The class of polyphenolic antioxidants known as anthocyanins are what give red, purple and blue fruits and veggies their color. “Anthocyanins are one of the exciting polyphenolic compounds we’ve been studying in our laboratories looking at brain function, dementia and aging,” says James Joseph, Ph.D., director of neuroscience laboratory for the USDA Agricultural Research Service at Tufts University, Boston.
“Anthocyanins as part of a food matrix appear to get across the blood brain barrier better than isolated flavonoid fractions (in) a pill or an extract,” Joseph adds. “There may be specific receptor sites for anthocyanins and other polyphenols in the brain.”
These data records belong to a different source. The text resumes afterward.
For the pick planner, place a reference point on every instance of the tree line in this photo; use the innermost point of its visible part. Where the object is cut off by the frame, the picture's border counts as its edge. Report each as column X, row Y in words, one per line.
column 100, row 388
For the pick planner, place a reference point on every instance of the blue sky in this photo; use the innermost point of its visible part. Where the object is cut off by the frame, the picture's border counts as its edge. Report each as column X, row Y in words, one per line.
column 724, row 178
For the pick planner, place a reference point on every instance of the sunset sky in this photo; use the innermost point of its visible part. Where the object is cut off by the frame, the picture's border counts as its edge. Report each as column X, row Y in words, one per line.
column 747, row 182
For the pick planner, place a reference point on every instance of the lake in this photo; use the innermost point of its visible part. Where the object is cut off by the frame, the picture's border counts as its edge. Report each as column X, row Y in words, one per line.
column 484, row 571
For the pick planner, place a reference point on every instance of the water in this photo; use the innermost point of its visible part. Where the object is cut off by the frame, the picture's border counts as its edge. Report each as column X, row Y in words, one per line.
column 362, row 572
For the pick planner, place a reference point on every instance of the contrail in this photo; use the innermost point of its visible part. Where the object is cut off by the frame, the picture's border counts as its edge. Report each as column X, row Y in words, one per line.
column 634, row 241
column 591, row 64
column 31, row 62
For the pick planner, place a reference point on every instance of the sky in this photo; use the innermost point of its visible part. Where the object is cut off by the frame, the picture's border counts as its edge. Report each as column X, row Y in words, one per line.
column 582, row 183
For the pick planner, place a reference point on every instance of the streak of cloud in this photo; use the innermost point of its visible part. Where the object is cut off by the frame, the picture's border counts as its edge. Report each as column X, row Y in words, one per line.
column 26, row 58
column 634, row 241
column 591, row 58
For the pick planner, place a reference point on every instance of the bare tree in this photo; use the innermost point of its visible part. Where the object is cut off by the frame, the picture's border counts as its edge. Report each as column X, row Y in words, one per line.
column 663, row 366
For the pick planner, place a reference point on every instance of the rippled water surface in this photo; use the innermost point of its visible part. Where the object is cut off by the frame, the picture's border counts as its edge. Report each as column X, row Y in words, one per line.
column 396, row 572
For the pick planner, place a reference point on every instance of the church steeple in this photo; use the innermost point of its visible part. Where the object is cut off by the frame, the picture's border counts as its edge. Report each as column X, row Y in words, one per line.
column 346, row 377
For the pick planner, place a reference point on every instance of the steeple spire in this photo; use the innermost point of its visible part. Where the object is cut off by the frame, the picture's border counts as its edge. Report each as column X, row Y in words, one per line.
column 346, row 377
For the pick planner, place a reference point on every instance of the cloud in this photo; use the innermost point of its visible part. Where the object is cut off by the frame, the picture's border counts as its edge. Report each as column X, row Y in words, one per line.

"Demand for superfruit ingredients has grown rapidly, and these extracts offer beverage manufacturers a way to add antioxidant activity and other healthful properties to their finished products," says George Pontiakos, president and CEO of BI Nutraceuticals (www.binutraceuticals.com), Long Beach, Calif.
Perhaps the best bellwether of interest for these nutraceutical-rich juices is the new pomegranate blueberry juice from Minute Maid (www.minutemaid.com), Houston. Targeting mental performance (“Help Nourish Your Brain”), it completes the trend trifecta by including 50mg of Martek Biosciences life’sDHA omega 3 per 8-oz. serving.
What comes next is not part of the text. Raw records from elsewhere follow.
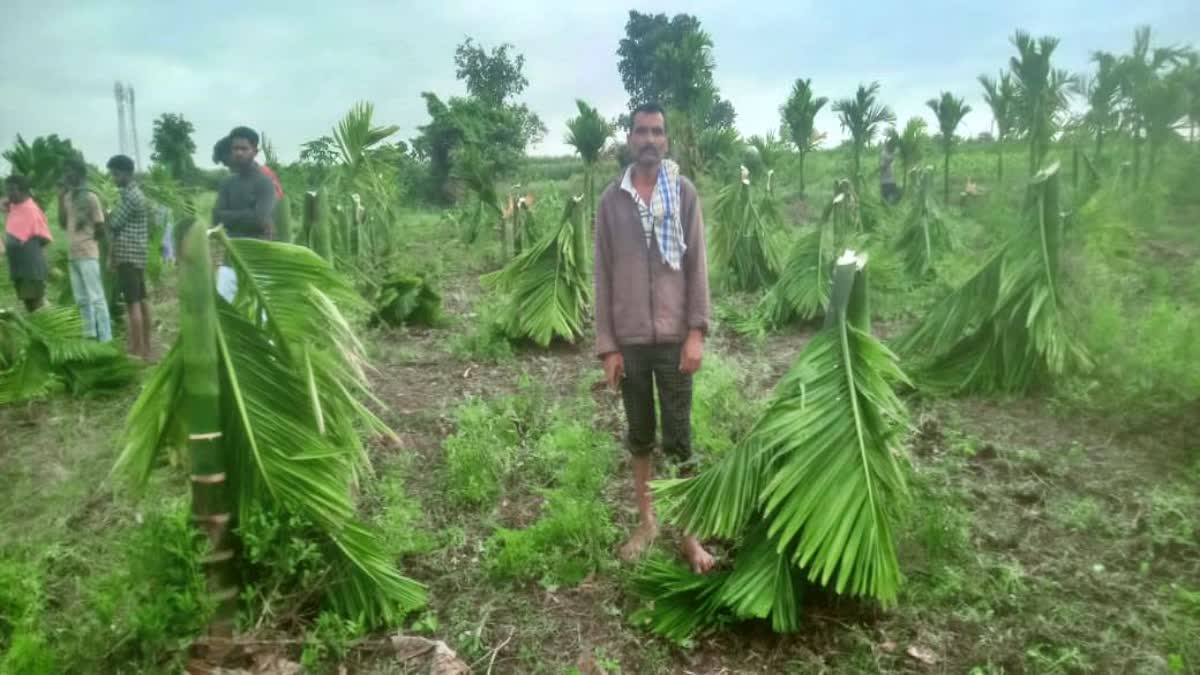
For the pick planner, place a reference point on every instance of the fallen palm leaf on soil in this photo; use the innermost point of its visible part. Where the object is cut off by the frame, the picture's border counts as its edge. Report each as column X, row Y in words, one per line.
column 270, row 395
column 547, row 286
column 810, row 495
column 1003, row 330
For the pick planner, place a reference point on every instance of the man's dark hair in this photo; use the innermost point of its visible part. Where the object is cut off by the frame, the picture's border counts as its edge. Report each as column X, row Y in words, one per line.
column 18, row 181
column 246, row 133
column 221, row 150
column 647, row 109
column 76, row 165
column 120, row 162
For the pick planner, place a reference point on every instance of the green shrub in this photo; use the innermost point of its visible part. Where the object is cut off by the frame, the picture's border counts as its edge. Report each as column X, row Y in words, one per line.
column 479, row 454
column 575, row 531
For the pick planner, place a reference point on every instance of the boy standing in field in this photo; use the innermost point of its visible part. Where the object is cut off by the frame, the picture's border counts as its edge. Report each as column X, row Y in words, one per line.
column 245, row 202
column 82, row 215
column 25, row 237
column 130, row 230
column 652, row 310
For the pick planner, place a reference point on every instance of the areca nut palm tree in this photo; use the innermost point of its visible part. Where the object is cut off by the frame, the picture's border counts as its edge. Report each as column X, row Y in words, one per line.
column 811, row 494
column 270, row 395
column 547, row 286
column 862, row 115
column 799, row 112
column 1000, row 94
column 949, row 111
column 1041, row 91
column 1006, row 328
column 588, row 132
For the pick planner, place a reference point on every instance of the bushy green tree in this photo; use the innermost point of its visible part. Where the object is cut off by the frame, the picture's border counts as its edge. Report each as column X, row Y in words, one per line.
column 173, row 145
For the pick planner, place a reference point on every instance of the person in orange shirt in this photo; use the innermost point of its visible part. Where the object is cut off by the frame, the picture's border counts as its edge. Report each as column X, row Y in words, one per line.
column 25, row 236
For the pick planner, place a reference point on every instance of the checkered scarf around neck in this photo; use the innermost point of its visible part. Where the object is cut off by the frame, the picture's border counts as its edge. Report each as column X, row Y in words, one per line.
column 665, row 209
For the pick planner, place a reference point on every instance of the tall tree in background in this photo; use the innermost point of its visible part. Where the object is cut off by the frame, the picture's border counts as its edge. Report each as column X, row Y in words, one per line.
column 798, row 113
column 651, row 73
column 1000, row 94
column 493, row 77
column 1102, row 93
column 949, row 111
column 1041, row 91
column 173, row 145
column 1141, row 72
column 670, row 61
column 587, row 133
column 486, row 118
column 861, row 115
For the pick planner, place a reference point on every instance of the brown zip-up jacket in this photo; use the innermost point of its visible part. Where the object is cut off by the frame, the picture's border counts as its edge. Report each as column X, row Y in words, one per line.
column 639, row 298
It’s not just fruits. Tomatoes — the main and most familiar source of lycopene — played a big part of the red fruit revolution, drawing some of the earliest attention to the part color plays in nutrition. So much so we also have to add the new crops of colorful carrots in purples, reds and yellows, as well as arrivistes such as scarlet sweet corn, bred with added anthocyanins, to the edible rainbow revolution.
Mintel International Group Ltd.’s (www.mintel.com) Global New Products Database forecasts continued action in what it terms "Amazonia" — products and ingredients sourced from Brazil and the rainforest. For example, launches of foods containing açaí and cupuaçu grew by more than 70 percent in the first half of 2007, according to the research group. In fact, as many açaí and cupuaçu beverages were introduced in the first half of 2007 as in all of 2006.
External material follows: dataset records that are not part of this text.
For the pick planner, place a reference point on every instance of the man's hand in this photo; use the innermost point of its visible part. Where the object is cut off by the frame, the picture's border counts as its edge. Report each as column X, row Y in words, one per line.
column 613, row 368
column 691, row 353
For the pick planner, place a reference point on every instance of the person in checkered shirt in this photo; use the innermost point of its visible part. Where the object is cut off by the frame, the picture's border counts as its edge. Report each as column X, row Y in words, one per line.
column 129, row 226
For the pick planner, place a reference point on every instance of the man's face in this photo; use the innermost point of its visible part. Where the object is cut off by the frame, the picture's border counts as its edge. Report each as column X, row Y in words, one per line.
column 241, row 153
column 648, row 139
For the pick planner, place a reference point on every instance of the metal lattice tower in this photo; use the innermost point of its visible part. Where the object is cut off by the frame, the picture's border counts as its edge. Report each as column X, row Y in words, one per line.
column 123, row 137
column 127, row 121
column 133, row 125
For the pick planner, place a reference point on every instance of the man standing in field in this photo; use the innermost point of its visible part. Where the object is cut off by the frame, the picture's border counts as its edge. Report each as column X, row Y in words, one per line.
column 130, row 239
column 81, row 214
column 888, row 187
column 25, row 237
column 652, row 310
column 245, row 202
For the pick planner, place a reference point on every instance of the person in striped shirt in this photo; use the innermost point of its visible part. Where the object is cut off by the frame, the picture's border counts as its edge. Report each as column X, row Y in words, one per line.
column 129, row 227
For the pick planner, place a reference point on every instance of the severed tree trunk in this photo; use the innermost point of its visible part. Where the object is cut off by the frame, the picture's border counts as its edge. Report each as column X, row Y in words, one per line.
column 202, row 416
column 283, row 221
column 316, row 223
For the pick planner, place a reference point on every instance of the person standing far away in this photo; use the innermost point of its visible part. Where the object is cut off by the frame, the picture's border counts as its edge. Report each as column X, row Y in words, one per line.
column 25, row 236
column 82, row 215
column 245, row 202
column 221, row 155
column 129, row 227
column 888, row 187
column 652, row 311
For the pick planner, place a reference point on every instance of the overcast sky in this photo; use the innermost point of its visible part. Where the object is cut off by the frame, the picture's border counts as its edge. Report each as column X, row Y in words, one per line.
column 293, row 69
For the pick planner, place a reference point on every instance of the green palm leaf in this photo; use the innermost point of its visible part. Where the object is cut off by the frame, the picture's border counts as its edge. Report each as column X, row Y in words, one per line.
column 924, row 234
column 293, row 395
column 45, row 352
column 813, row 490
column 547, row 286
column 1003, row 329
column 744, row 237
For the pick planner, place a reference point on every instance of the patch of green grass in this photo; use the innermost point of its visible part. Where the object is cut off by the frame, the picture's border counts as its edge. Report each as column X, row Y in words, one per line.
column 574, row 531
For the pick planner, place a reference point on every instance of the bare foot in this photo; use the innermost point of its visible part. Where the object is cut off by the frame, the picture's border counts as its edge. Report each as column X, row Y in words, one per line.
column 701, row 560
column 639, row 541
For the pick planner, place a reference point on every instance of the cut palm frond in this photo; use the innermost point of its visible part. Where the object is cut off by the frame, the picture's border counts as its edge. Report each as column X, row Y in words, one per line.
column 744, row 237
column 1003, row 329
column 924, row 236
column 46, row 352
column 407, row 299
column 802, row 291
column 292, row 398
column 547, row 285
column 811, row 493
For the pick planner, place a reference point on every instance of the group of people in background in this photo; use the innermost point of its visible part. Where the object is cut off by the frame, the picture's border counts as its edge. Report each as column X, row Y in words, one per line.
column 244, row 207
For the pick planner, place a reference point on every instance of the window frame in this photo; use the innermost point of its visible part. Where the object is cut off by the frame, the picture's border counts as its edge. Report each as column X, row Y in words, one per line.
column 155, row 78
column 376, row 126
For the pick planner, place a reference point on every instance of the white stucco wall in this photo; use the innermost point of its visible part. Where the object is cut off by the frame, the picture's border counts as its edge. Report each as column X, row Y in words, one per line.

Açai, the exotic Amazon berry that was the top-trend ingredient of 2006, spent last year popping up in multiple products, especially food (as opposed to bars and beverages). “We introduced North Americans to açai seven years ago, offering açai in a frozen pulp pack and as a powdered supplement to the natural foods industry,” says Laura Leinweber, director of communications of Sambazon (www.sambazon.com), San Clemente, Calif. “A year and a half ago we entered conventional grocery stores and are now offering product lines of açai in organic bottled juices, sorbets and smoothies.” The ingredient also is appearing in instant oatmeal formulations and RTE cereals.